Owen Martin St. John’s Holy Heart of Mary, St. John’s

Owen Martin

Owen Martin knows that leaders come and go, but he believes the province’s current economic troubles will be with us for the long term.

It’s one of the things he feels is making young people want to move.

“I think it’s going to affect us largely for the rest of our lives, really,” says the Holy Heart of Mary student. “I don’t know when Muskrat Falls will truly become profitable, and electric bills are already going up. ... With electrical going up, and the  $2-billion deficit off this hydro profit, it’s a really great way to scare young people away from starting families in Newfoundland.”

Three-quarters of the students from eastern Newfoundland who took part in The Telegram’s survey say in the long term, they want to leave the province. Martin says while that might seem high, “in reality it’s not that surprising.

“Because you look at job markets, you know, out west in Vancouver, that area is sort of becoming a new Silicon Valley-type hub, a lot of startups happening, and people are just being drawn to larger centres.”

Martin says leaving the province is “an eventuality” for him once he’s done studying science at Memorial in St. John’s.

Generation Exit: Should they stay or should they go

“If I can find a job when I come out of School in Newfoundland, then great, I wouldn’t mind staying. But there is also a draw to explore beyond Newfoundland and live in a different city. I think that’s a good experience to have,” he says.

He says while he doesn’t think Newfoundland’s aging population is approaching catastrophe, losing a lot of young people could certainly be damaging to the local economy.

“Without those people, those frequent transactions would dry up. And I guess just even culturally, a lot of young people are doing really great things in music and art.
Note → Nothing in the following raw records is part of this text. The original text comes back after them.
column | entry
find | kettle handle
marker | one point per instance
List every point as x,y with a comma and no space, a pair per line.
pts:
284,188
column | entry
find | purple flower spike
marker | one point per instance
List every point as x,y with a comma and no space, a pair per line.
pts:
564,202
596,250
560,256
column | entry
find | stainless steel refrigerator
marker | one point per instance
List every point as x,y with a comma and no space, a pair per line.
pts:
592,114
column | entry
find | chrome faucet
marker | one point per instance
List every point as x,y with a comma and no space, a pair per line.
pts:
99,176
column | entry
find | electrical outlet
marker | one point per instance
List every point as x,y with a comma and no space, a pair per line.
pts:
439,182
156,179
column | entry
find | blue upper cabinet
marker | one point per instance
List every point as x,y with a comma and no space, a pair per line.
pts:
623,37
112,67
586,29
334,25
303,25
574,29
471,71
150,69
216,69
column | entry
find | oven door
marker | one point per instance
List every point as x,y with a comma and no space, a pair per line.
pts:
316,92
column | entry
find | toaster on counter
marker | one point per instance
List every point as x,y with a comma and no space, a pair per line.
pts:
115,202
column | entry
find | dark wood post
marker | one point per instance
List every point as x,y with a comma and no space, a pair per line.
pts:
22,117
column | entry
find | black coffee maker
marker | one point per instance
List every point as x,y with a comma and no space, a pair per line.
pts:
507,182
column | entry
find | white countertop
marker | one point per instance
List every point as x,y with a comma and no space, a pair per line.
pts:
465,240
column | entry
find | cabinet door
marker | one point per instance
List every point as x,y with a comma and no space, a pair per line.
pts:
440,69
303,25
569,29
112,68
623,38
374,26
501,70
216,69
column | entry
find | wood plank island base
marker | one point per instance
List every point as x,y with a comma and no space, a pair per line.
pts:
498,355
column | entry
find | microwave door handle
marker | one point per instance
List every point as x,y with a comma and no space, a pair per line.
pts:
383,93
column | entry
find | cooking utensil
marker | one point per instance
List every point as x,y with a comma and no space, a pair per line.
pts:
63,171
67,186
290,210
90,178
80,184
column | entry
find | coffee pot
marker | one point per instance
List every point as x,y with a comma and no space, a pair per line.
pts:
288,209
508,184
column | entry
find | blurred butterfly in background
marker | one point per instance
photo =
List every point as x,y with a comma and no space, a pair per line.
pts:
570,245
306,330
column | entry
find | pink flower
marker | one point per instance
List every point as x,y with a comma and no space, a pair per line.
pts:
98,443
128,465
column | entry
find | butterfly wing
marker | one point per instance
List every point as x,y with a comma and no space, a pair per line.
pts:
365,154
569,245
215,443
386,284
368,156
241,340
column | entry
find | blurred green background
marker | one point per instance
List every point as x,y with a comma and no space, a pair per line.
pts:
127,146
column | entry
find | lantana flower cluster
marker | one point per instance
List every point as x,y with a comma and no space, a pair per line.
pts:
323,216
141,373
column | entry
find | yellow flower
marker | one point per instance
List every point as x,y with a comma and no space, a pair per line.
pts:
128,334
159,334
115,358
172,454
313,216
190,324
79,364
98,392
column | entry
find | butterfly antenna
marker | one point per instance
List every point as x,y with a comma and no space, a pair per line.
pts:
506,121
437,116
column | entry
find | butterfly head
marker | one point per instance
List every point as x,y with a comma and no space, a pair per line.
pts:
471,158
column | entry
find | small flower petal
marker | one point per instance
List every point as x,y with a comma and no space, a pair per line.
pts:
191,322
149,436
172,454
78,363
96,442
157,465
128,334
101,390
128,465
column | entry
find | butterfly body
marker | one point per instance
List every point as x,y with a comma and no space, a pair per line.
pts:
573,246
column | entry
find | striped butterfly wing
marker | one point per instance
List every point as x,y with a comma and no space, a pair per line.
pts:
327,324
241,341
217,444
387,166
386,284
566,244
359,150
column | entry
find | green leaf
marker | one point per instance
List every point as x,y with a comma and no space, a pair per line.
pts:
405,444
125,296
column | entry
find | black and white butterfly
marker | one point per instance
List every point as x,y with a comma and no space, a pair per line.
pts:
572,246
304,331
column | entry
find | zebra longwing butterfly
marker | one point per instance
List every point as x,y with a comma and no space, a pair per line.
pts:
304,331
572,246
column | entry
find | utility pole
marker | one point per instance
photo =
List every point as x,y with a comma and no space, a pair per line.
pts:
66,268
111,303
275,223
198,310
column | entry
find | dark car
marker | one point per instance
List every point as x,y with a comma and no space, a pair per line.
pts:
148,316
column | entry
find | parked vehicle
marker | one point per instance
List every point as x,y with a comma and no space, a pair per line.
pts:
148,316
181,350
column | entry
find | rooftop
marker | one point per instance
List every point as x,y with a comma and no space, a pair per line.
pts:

I think that would be a big loss as well,” he says.

Asked what would keep more people in eastern Newfoundland, Martin points to MUN.

“If they offered more programs so that people wouldn’t go away for their education, if we could keep local talent in the province and foster their education here, they’d be more likely to stay because the more varied degree options would create jobs in that sector here which wouldn’t exist,” he says.